16 Jun How to Help Kids with Homework (Without Doing It for Them!)
How to Help Kids with Homework (Without Doing It for them!)
It’s hard to find anyone – child or parent – saying homework is their favourite thing. It’s natural, isn’t it? After a long day at school, so many activities and playtime are done, how can a child have the patience to sit down and go through the homework? And for parents returning after a tiring day, this is only a nightmare!
The result? You take up the homework and finish it quickly for your child or give them out all the answers as they absent-mindedly note down. Homework for kindergarten is elementary to finish this way. Everyone is happy – the child, the parents and the teacher. But doesn’t this beat the entire purpose of the homework! Why are children given so much work anyway?
Well, as the experts suggest, there are several reasons why the children are given homework for kindergarten and why they should be doing it themselves. Some of them being:
- For the teacher to evaluate, how much an individual child has grasped whatever is being taught
- For the children to put in efforts and asking questions to parents or teachers for better understanding
- Helping the children learn qualities like independence, self-sufficiency and time management
- Repetition within a time frame helps the child remember the learning for a longer time
With those benefits, you may be wondering, how you can help your child without doing it for them. There are several ways of getting your child to do their homework for kindergarten, some of which are listed below –
- Identify the best location for doing the homework
- Not every child has the same attention span and playing habits. Hence, it is essential to identify a place they are comfortable in and have minimum distractions. This location should be their oasis when they are doing their homework and have no distractions like TV, kitchen or the playground where they can see other children playing.

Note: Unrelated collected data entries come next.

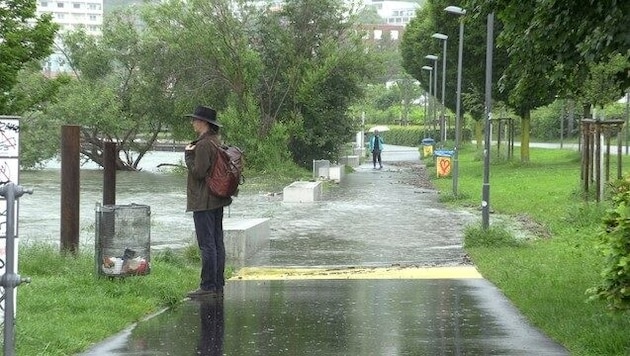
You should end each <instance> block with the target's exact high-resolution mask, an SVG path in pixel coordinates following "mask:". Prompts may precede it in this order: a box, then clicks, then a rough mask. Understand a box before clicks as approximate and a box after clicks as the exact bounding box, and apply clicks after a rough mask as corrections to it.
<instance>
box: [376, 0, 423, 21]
mask: <svg viewBox="0 0 630 356" xmlns="http://www.w3.org/2000/svg"><path fill="white" fill-rule="evenodd" d="M365 5H366V6H373V7H375V8H376V11H377V12H378V14H379V16H380V17H382V18H383V19H384V20H385V23H386V24H387V25H390V26H401V27H404V26H406V25H407V24H408V23H409V21H411V19H412V18H413V17H414V16H415V15H416V10H418V9H419V8H420V4H419V3H417V2H413V1H390V0H366V1H365Z"/></svg>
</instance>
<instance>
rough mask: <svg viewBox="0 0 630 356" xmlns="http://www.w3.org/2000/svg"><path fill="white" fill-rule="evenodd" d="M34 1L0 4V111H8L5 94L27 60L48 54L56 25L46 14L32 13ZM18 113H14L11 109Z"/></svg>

- Plan a schedule that is acceptable to both you and your child
- Some children like to get over with their homework as soon as they are back from school and then enjoy their remaining day. Whereas others want to defer it to the last possible minute. Sit and have a discussion with your child about when will they like to finish their homework. It could be a time when one of the parents is around or after their playtime. Involving a child in decision-making helps get them interested and committed.
- Set policies around the homework time like fixing particular hours for the same. Also, creating incentivisation structures around these policies can make a child more motivated to spend their time doing homework.

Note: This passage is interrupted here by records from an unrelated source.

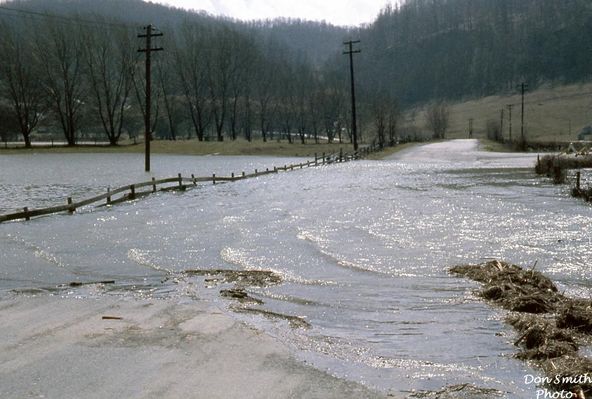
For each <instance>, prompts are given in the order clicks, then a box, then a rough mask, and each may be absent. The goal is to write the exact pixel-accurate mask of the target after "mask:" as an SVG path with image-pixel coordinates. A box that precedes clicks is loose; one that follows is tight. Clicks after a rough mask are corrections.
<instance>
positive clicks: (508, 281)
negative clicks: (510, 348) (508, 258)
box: [450, 260, 592, 397]
mask: <svg viewBox="0 0 592 399" xmlns="http://www.w3.org/2000/svg"><path fill="white" fill-rule="evenodd" d="M450 272H451V273H453V274H456V275H461V276H465V277H468V278H470V279H472V280H475V281H478V282H480V283H482V284H483V288H482V289H481V290H480V291H479V292H478V295H479V296H480V297H482V298H484V299H486V300H487V301H489V302H491V303H492V304H494V305H495V306H499V307H501V308H504V309H507V310H510V311H512V313H510V314H509V315H508V316H507V317H506V321H507V322H508V323H509V324H510V325H512V326H513V327H514V328H515V329H516V330H517V332H518V333H519V334H520V336H519V338H518V339H517V340H516V342H514V344H515V345H516V346H518V347H519V348H520V349H521V351H520V352H519V353H518V354H517V355H516V357H517V358H519V359H522V360H528V361H530V362H531V363H532V364H533V365H534V366H536V367H538V368H540V369H541V370H542V371H543V372H544V373H545V375H546V380H545V381H546V384H545V385H546V386H547V387H548V388H550V389H554V390H557V391H562V392H576V390H577V389H582V390H583V392H584V394H586V395H590V394H592V361H591V360H590V359H588V358H586V357H585V356H582V355H581V354H580V353H579V348H580V347H581V346H583V345H590V343H591V338H592V300H583V299H574V298H568V297H566V296H564V295H563V294H561V293H559V292H558V290H557V287H556V286H555V285H554V284H553V282H552V281H551V280H550V279H549V278H548V277H546V276H544V275H542V274H541V273H539V272H537V271H535V270H534V267H533V268H532V269H529V270H525V269H522V268H521V267H519V266H516V265H511V264H508V263H505V262H500V261H497V260H495V261H491V262H487V263H484V264H481V265H463V266H455V267H453V268H451V269H450ZM588 376H591V377H590V378H588ZM574 397H575V396H574Z"/></svg>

- Once the place and the time are decided, it is essential to come up with some ground rule for both the child and parent. No TV or no phone calls. If the child finds this is going to be their time out with the parents, they may even look forward to homework time. Also, try to limit how many questions the child can ask you, while doing the homework, on a day. This will help them rationalise their demands and ask only relevant questions in a fun manner.

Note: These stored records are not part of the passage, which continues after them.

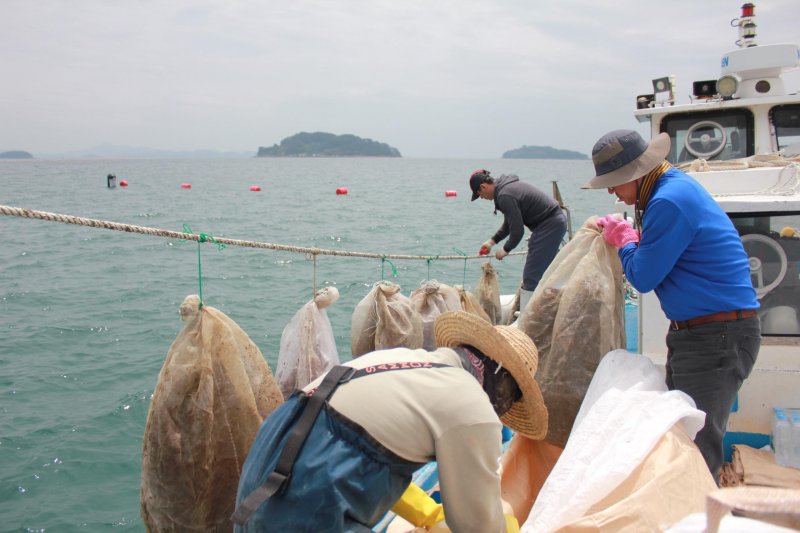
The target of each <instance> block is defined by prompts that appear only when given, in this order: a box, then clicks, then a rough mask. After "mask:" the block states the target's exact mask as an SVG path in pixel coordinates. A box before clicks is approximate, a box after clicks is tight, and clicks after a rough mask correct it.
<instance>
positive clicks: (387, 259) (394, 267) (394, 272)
mask: <svg viewBox="0 0 800 533" xmlns="http://www.w3.org/2000/svg"><path fill="white" fill-rule="evenodd" d="M386 263H389V264H390V265H392V276H394V277H397V267H396V266H394V263H392V262H391V261H389V260H388V259H386V256H385V255H384V256H383V257H381V281H384V277H383V267H384V265H385V264H386Z"/></svg>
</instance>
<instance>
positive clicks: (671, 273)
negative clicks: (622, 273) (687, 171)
mask: <svg viewBox="0 0 800 533" xmlns="http://www.w3.org/2000/svg"><path fill="white" fill-rule="evenodd" d="M619 258H620V260H621V261H622V267H623V270H624V271H625V276H626V277H627V278H628V281H630V283H631V284H632V285H633V286H634V287H635V288H636V290H638V291H639V292H642V293H645V292H649V291H652V290H655V292H656V296H657V297H658V300H659V302H660V303H661V308H662V309H663V311H664V314H665V315H666V316H667V318H669V319H670V320H688V319H690V318H694V317H697V316H703V315H709V314H712V313H717V312H720V311H731V310H735V309H758V307H759V303H758V300H757V299H756V292H755V289H753V285H752V282H751V280H750V267H749V264H748V260H747V255H746V253H745V251H744V247H743V246H742V241H741V239H740V237H739V234H738V232H737V231H736V228H734V226H733V223H732V222H731V220H730V218H728V216H727V215H726V214H725V212H724V211H723V210H722V208H721V207H720V206H719V205H718V204H717V203H716V202H715V201H714V199H713V198H711V195H710V194H708V192H707V191H706V190H705V189H704V188H703V187H702V186H701V185H700V184H699V183H698V182H697V181H695V180H694V179H692V177H691V176H688V175H687V174H685V173H683V172H681V171H680V170H677V169H675V168H672V169H670V170H669V171H667V172H666V173H665V174H664V175H662V176H661V177H660V178H659V179H658V181H656V183H655V187H654V190H653V193H652V195H651V197H650V200H649V202H648V203H647V206H646V209H645V212H644V218H643V221H642V236H641V242H640V243H639V245H638V246H637V245H636V244H633V243H630V244H627V245H625V246H624V247H623V248H622V249H620V250H619Z"/></svg>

Let the kid be the responsible one
Homework time is your child’s time and make them responsible for it. For example, tell them they will get only the scheduled time for their homework, and they need to finish everything within that time. If they waste time, they will have to go to school the next day with incomplete homework as their playtime is also important!
Be the support, not the crutch!
When your kid asks you questions, help them in a way that you don’t directly answer the question, instead let them figure it out for themselves. They will learn to use their logic and deduction abilities much better this way.
Handle anger with patience
However, planned it might be, there will be times when frustration and anger will come into play – either by the child or you the parent. In such situations, handle it patiently. Take a walk, wash your face, set a timer and return only after that time. Apologise to your child if you got angry and then start over. Your child will also learn to keep their anger in check, following your example.
These simple practices can alleviate the fear of homework amongst your kids and make them self-reliant and happy.